Pengacara Petrus Selestinus: Polri Tidak Konsisten dan Sangat disesalkan Pelaku Intoleran di Solo Tidak dijerat Pasal Pidana Berat

Hila Bame

Thursday, 13-08-2020 | 14:27 pm

MDN
Pengacara Petrus Selestinus

Jakarta, Inako

Ketua Tim Task Force Forum Advokat Pengawal Pancasila, Petrus Selestinus menyesalkan para Pelaku kejahatan Intoleran yang mempersekusi keluarga Habib Assegaf Al Jufri di Solo pada tanggal 8 Agustus 2020,  tidak dijerat dengan pasal 59 dan 82A UU No. 16 Tahun 2017 Tentang Ormas, yang sanksi pidananya lebih berat yaitu penjara 5 sd. 20 tahun atau seumur hidup, tegas Selestinus di Jakarta Rabu (13/8/20)

BACA JUGA:  

DPR RI seharusnya Tolak Rancangan Perpres Tentang Peran dan Fungsi TNI dalam Mengatasi Aksi Terorisme

Tidak cukup hanya dijerat dengan pasal 160, 170, 335 jo. pasal 55 KUHP, seharus dijerat dengan pasal 59 dan 82A UU No. 16 Tahun 2017 Tentang Ormas, yang sanksi pidananya lebih berat yaitu penjara 5 sd. 20 tahun atau seumur hidup, tambah Koordiantor Tim Pembela Demokrasi Indonesia (TPDI) itu, melalui catatan tertulisnya. 

Para Pelaku disebut dari Laskar Solo, artinya Pelaku adalah Anggota dan/atau Pengurus Ormas, yang diduga telah melakukan perbuatan yang dilarang dan diancam dengan pidana oleh ketentuan pasal 59 dan 82A UU No. 16 Tahun 2017 Tentang Ormas yaitu melakukan tindakan permusuhan terhadap suku, agama, ras atau golongan dan melakukan kegiatan yang menjadi tugas dan wewenang Penegak Hukum.

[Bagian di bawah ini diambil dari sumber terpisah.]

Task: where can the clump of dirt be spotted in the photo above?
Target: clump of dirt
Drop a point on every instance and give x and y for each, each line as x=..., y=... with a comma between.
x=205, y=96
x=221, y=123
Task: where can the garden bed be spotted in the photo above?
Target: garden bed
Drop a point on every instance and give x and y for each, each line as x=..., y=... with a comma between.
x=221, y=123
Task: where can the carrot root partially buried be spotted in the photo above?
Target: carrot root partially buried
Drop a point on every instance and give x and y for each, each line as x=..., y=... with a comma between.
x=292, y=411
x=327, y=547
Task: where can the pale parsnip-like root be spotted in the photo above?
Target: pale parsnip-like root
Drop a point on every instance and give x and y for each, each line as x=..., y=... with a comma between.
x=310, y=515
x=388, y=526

Menurut Selestinus, larangan dan ancaman pidana bagi Anggota dan/atau Pengurus Ormas yang melakukan tindakan permusuhan terhadap suku, agama, ras atau golongan dll. dimaksud, diancam dengan pidana penjara seumur hidup atau paling singkat 5 tahun dan paling tinggi 20 tahun (Pasal 59 dan 82A UU No.16 Tahun 2017, Tentang Ormas

POLRI TIDAK KONSISTEN.

Penjelasan Kapolda Jateng Irjen Pol Ahmad Lhutfi bahwa pihaknya telah berhasil meringkus 5 (lima) orang "Pelaku Intoleran" di Solo, Jawa Tengah, masing-masing berinisial  DD, MM, MS,ML, dan RN. sedangkan pelaku lainnya yang masih melarikan diri, tetapi tengah dilakukan pengejaran dan diminta untuk menyerahkan diri, patut kita apresiasi.

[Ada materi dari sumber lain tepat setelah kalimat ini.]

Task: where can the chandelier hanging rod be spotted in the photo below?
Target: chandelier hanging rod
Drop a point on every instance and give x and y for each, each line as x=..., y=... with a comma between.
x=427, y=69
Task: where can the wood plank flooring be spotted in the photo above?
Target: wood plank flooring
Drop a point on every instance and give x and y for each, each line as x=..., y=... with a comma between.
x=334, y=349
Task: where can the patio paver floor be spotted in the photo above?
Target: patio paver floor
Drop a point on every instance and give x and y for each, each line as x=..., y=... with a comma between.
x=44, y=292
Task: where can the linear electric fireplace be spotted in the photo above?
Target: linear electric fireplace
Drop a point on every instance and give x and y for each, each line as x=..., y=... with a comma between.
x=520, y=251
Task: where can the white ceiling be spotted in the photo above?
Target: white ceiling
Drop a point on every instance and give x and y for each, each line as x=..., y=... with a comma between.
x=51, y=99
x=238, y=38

Namun demikian jika Para Pelaku hanya dijerat dengan pasal 160, 170, 335 KUHP jo. pasal 55 KUHP, dengan menegasikan ketentuan pasal 59 dan 82A UU No. 16 Tahun 2017 Tentang Ormas, ini artinya Polisi tidak konsisten menegakan hukum, karena bagaimanapun Intoleransi merupakan kejahatan berat dengan ancaman pidana penjara seumur hidup atau paling rendah 5 tahun dan paling tinggi 20 tahun.

Publik menuntut konsistensi sikap Polri dalam kasus Intoleransi di Solo dan di tempat-tempat lain di Indonesia, karena penindakan kejahatan Intoleransi tidak linear dengan semangat dan cita-cita Presiden Jokowi dengan dukungan penuh seluruh rakyat, ketika merevisi UU No. 17 Tahun 2013, Tentang Ormas melalui Perpu No. 2 Tahun 2017, yang disahkan menjadi UU No. 16 Tahun 2017, Tentang Ormas.

ABAIKAN KOMITMEN NASIONAL DAN INTERNASIONAL.

Polri akan gagal mewujudkan  komitmen nasional dan internasional sesuai UU No. 16 Tahun 2017 Tentang Ormas, khususnya dalam kasus Intoleransi di Solo dan di tempat-tempat lain di Indonesia, jika para pelaku hanya dijerat dengan pasal-pasal pidana ringan sebagaimana pasal 160, 170, 335 KUHP jo. pasal 55 KUHP atau sekedar mendamaikan Pelaku dan Korban lalu kasus dihentikan sebagaimana selama ini terjadi.

Padahal ketentuan pasal 59 dan 82A UU No. 16 Tahun 2017 Tentang Ormas yang seharusnya menjadi landasan utama dalam menjerat pelaku Intoleran, namun nyatanya dikesampingkan dan kasusnya dihentikan Polisi karena Pelaku dan Korban diarahkan untuk berdamai.

Polri harus paham bahwa semangat pembentukan UU No. 16 Tahun 2017 Tentang Ormas adalah wujud komitmen nasional dan internasional negara dan rakyat Indonesia untuk melindungi segenap bangsa Indonesia dan seluruh tumpah darah Indonesia, memajukan kesejahteran umum dan ikut menciptakan ketetiban dan perdamaian dunia. 

Dengan demikian maka konsistensi Polri dalam menegakan hukum dengan menerapkan pasal-pasal pidana di dalam UU No. 16 Tahun 2017 Tentang Ormas dalam kasus Intoleran, Radikal, Persekusi dan SARA, merupakan keharusan di tengah menguatnya kejahatan Intoleransi dan Radikal, yang mengancam disintegrasi bangsa, tutup Selestinus.